幼稚園、保育園選びであちこち見学に行っていた時期に、弟ヨメちゃんが「宗教系の園は資金などの面で経営に余裕がありそうで、保護者のニーズに応える体力がありそうだなという印象を受けました」と言っていたのが印象的だったのですが、なるほどと納得しています。
七夕の時には園長先生みずから裏庭から笹を切って持ってきてくださって、笹待ちで子供たちのその日のスケジュールだだ狂いだったりとかまあそういう困った面も若干あるんですがね(一番困っているのはその園長先生の熱意に翻弄される現場の先生方で本当にご苦労様です…でもみんな朗らかに働いてらしてありがたい…)

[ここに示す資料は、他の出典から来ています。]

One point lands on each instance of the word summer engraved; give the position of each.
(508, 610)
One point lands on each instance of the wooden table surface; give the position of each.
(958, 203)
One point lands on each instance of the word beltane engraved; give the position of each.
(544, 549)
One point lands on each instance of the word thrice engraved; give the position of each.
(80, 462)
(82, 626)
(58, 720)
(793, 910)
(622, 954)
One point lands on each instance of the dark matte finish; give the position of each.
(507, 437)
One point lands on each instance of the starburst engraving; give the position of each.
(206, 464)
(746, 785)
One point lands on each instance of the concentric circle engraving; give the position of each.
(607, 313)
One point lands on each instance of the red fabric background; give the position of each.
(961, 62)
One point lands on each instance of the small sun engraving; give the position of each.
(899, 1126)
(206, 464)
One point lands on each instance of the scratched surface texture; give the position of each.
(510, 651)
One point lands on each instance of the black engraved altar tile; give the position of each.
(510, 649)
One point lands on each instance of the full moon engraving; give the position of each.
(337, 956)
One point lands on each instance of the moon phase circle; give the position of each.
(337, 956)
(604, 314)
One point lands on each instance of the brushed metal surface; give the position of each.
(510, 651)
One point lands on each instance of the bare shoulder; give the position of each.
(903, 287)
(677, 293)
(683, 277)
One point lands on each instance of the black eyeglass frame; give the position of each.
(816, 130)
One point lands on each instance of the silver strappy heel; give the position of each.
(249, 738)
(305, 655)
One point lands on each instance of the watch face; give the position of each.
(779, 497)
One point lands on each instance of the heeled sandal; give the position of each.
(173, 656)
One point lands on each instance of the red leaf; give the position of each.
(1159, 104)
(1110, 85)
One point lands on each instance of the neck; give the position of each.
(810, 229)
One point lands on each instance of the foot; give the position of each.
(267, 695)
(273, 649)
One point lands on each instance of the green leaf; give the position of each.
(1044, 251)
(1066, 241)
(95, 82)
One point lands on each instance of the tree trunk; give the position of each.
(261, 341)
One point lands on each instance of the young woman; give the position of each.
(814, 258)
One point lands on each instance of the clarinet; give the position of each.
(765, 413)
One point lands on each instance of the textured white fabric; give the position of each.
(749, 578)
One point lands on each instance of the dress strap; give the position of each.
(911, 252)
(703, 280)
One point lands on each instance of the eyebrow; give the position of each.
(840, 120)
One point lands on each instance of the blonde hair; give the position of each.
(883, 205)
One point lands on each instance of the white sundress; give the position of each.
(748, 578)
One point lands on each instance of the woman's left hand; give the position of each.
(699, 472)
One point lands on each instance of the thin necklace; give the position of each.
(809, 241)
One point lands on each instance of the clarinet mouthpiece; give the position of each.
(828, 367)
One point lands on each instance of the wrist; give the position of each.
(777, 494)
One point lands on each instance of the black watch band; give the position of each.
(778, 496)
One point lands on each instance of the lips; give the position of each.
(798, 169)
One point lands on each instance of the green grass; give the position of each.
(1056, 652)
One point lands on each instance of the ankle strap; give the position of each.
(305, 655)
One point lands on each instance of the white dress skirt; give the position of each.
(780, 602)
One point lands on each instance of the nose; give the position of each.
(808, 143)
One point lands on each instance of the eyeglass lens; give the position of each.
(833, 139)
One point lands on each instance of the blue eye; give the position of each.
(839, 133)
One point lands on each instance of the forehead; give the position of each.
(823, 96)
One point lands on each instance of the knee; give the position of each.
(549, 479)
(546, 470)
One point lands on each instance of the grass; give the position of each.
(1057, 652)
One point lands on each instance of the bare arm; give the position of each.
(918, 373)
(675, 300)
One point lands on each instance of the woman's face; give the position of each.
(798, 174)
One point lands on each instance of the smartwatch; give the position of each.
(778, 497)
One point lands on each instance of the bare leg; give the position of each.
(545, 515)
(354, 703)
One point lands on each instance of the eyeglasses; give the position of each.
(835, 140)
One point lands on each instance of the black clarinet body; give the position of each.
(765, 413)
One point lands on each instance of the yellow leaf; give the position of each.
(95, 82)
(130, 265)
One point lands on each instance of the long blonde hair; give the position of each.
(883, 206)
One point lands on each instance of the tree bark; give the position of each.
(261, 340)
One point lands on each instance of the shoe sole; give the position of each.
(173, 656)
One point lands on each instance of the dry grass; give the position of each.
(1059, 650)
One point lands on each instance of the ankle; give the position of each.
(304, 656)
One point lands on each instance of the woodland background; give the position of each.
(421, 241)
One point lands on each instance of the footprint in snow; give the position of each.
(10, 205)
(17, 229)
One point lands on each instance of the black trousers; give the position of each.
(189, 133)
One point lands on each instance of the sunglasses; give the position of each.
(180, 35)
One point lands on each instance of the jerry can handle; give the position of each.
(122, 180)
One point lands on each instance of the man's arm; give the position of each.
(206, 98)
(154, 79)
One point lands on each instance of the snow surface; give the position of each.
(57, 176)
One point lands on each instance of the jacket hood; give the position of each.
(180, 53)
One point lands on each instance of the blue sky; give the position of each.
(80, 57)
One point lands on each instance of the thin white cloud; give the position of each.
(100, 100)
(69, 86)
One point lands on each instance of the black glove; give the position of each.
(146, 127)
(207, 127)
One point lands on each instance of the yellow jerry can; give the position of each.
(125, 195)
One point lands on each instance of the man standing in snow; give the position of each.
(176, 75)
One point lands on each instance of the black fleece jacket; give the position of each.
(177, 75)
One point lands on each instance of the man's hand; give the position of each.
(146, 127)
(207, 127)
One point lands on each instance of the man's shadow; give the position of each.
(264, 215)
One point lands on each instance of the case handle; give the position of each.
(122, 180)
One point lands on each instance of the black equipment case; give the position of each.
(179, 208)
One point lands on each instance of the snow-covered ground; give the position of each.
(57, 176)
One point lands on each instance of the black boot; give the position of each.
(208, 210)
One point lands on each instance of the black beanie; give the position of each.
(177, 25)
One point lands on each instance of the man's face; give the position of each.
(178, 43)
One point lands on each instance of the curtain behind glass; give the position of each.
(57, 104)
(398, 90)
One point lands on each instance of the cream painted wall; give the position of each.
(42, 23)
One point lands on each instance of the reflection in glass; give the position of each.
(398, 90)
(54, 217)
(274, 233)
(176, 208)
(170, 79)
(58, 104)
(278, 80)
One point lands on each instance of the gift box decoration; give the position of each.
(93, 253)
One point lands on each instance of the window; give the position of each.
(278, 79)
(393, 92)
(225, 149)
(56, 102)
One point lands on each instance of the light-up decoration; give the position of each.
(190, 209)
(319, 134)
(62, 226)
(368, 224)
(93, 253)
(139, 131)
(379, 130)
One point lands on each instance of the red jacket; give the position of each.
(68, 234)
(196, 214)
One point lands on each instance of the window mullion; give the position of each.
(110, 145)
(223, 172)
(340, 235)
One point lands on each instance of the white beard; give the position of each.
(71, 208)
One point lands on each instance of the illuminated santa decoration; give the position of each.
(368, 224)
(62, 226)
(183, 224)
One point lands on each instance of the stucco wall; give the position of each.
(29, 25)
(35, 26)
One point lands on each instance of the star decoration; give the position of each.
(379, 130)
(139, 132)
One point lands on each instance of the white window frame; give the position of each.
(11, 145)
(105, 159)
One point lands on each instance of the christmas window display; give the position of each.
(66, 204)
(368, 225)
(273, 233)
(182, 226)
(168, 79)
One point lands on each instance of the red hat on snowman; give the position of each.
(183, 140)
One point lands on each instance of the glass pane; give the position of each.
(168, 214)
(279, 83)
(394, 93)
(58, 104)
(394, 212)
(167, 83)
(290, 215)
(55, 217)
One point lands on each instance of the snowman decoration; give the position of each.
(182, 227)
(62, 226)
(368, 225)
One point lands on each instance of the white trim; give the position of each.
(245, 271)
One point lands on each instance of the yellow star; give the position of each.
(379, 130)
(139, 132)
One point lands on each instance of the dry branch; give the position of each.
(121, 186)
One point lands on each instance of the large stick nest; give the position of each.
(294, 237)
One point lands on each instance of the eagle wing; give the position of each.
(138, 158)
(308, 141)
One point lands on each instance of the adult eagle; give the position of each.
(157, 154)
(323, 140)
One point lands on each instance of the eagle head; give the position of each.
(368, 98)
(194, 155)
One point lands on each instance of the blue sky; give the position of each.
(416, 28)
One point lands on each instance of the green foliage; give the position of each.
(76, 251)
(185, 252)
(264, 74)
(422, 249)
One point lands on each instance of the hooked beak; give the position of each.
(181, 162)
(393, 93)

保護者の参加も自由だからいわゆる「行事が多い園」にありがちな、保護者の労働力をあてにしていて親大変…っていうこともなくて、むしろ参加すると楽しいのでなるべく毎回顔を出すようにさせていただいてるんですが。
今回もですね。長いね話が。すいませんやっと本題で。
鏡開き、という行事の由来から。まず昔の丸い銅の鏡の説明から始まって、しかもパワポみたいに、A4用紙に銅の鏡の画像を印刷してきて子供たちに見せながら説明されていて(パワポじゃなくて紙ポ?)。幼稚園の子供たち相手にわざわざそんなことまでするんだな~。ていうかあの丸い鏡が語源だったのか。大人も知らなかった。
で、その鏡をかたどるから丸いお餅なんだけど、丸、という形は、心の持ちようも表しているんだよ、と。カリカリしていたり怒ってばかりだと、心も四角く、とんがってる。だけどまあるい心でいると、笑顔で穏やかな気持ちでいられる。お友達にもそうして、まあるい心で仲良く接しようね、と。お父さんお母さんにも、まあるい感謝の心を持とうね、と。
ええお話や…ええお話やないですか。
それから、鏡餅を食べると、今年一年健康でいられる、という言い伝えがある。
昔は、お医者さんなんてものはその辺にいなかったし、薬も今のようにたくさんなかったから、具合が悪くなってもお医者さんに診てもらうなんていうことはなかなかできなかった。だからみんなのような小さな子供を持つお父さんお母さんたちは、祈ることしかできなかった。どうぞうちの子が、元気で健やかに育ちますように、と、子供の健康や無事の成長を祈ることしかできなかったんだよ。そういう、きみたちのお父さんお母さん、おじいちゃんおばあちゃんと同じような、昔の人たちの祈りが、鏡餅を食べると、この一年を元気で過ごせる、という言い伝えに込められているんだよ、と。
ええお話や~!ええお話やないですか~!
もう泣きそうです。マジで。じっとお山座り(体育座りのこと)して先生のお話に聞き入っている子供たちの後ろで母ちゃん号泣寸前。
でも私だけかと思ったら帰りに話した何人かのお母さんたちもみんな言ってた。
「まあるい心で、って、お正月怒ってばっかりだった自分を反省した!」「わかるー!てかお正月やっぱり大変だった!?大変だったよね!?」「もうさ~、ダンナに腹立って腹立って!」「わっかっる~!」おまいらまあるい心はどうしたと。いえ、オットもがんばってくれるんだよね、それもわかるんだけど、あまりに家にずっと一緒にいるから至らない点ばかりが目についてね!わっかっる~!っていう。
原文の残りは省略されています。